Un héros sans gadgets dans l’Amérique des années Reagan…
Verdict d’entrée
Œuvre hybride et souvent méconnue, Remo Williams: The Adventure Begins (1985) propose une variation singulière du film d’action hollywoodien des années 1980. Entre parodie douce, fantasme d’espionnage et récit d’initiation, le film séduit davantage par son concept et certains partis pris que par son efficacité brute.
Synopsis (sans spoiler)
Un policier new-yorkais est officiellement déclaré mort avant d’être recruté par une organisation gouvernementale secrète. Rebaptisé Remo Williams, il est formé par un mystérieux maître coréen à une discipline martiale destinée non pas à tuer, mais à neutraliser. Propulsé agent clandestin malgré lui, Remo doit apprendre à survivre dans un monde où la violence prend des formes plus subtiles qu’il n’y paraît.
Les atouts majeurs
Le principal intérêt du film réside dans sa proposition conceptuelle : un héros d’action “désarmé”, contraint d’esquiver, de déséquilibrer et de neutraliser plutôt que d’abattre ses ennemis. Cette approche fait de Remo une sorte de James Bond prolétaire, privé de gadgets et de glamour, dont l’arme principale reste le corps et l’apprentissage. Ce choix, audacieux pour une production américaine de 1985, confère au film une identité distincte au sein du cinéma d’action post-First Blood (Ted Kotcheff, 1982).

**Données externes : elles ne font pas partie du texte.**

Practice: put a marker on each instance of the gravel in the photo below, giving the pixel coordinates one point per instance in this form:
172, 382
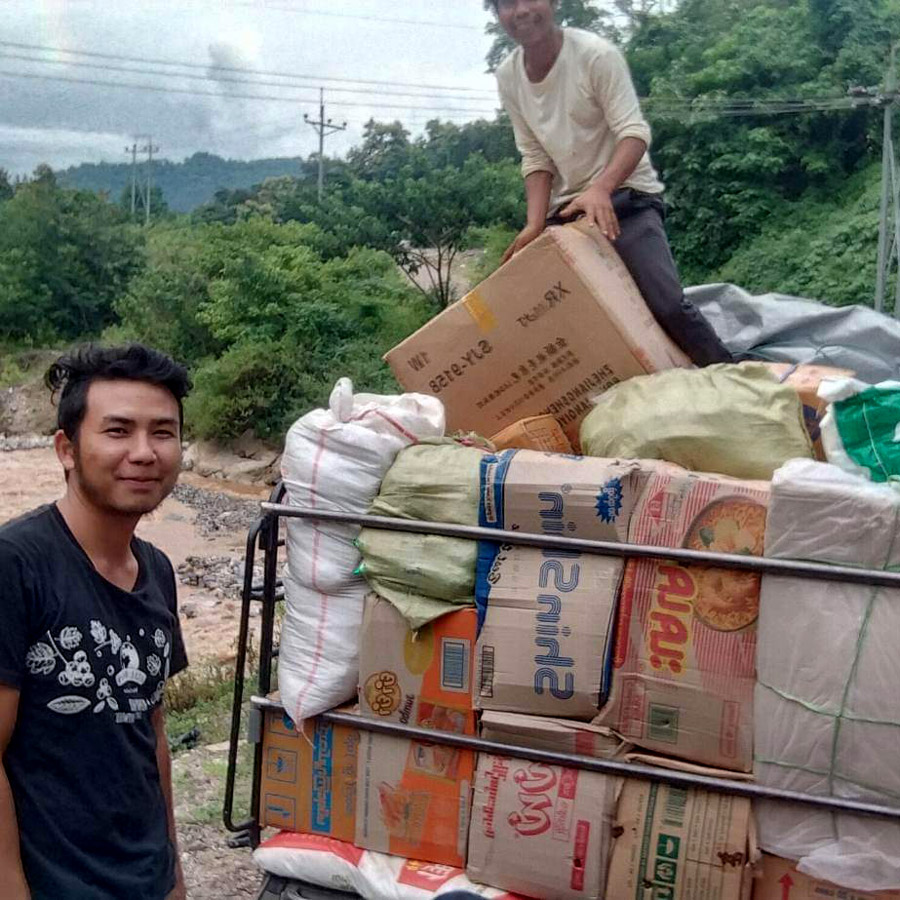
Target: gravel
217, 513
11, 442
221, 575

La véritable attraction demeure cependant le personnage de Chiun, incarné par Joel Grey. L’acteur livre une performance d’une précision remarquable, tant dans l’accent que dans le phrasé, sans jamais basculer dans la caricature grossière. Le maquillage – exceptionnel – permet à Joel Grey d’incarner un octogénaire crédible, tandis que son jeu oscille entre cruauté pédagogique, ironie mordante et sagesse sévère. Les scènes d’entraînement constituent ainsi le cœur battant du film, où la relation maître-disciple devient un terrain d’humour, de tension et de transmission culturelle.
La mise en scène de Guy Hamilton, vétéran de la saga James Bond (Goldfinger, 1964), privilégie une certaine lisibilité de l’action. Loin du montage hystérique, les affrontements reposent sur la compréhension du mouvement et de l’espace, accentuant l’idée que la maîtrise prime sur la force brute. Cette sobriété formelle sert le propos, même si elle bride parfois le potentiel spectaculaire.
Les faiblesses et limites
Le film souffre néanmoins d’un ton hésitant. La tension entre une mise en scène relativement naturaliste et des éléments flirtant avec le fantastique – notamment autour des capacités quasi surnaturelles de Chiun – n’est jamais pleinement résolue. Là où Enter the Dragon (Robert Clouse, 1973) assumait la mythification de son maître, Remo Williams demeure dans un entre-deux parfois frustrant.
Certains éléments ont également mal vieilli. La partition de Craig Safan, efficace mais très marquée par les synthétiseurs des années 1980, inscrit immédiatement le film dans son époque. Plus problématique encore, le traitement du personnage féminin : introduite comme une femme forte et autonome, elle est progressivement réduite à un archétype romantique conventionnel, jusqu’à une conclusion émotionnelle qui contredit son positionnement initial.
Enfin, la structure narrative laisse en suspens plusieurs pistes. La sous-intrigue politique liée aux antagonistes est esquissée plus que développée, donnant parfois l’impression d’un pilote de franchise plutôt que d’un récit pleinement autonome.
Conclusion et recommandation
Remo Williams: The Adventure Begins (1985) s’adresse avant tout aux amateurs de curiosités cinématographiques et de films d’action atypiques. À découvrir idéalement dans un contexte de visionnage attentif, en streaming ou en support physique, pour apprécier ses nuances et ses écarts de ton. Pensé comme le point de départ d’une saga qui ne verra jamais le jour, le film conserve une scène finale volontairement ambiguë, ouverte à plusieurs interprétations, entre désillusion et promesse inachevée. Dans l’histoire du genre, il reste le témoignage d’une tentative sincère de renouvellement, imparfaite mais attachante, à une époque où Hollywood cherchait encore d’autres voies que la surenchère armée.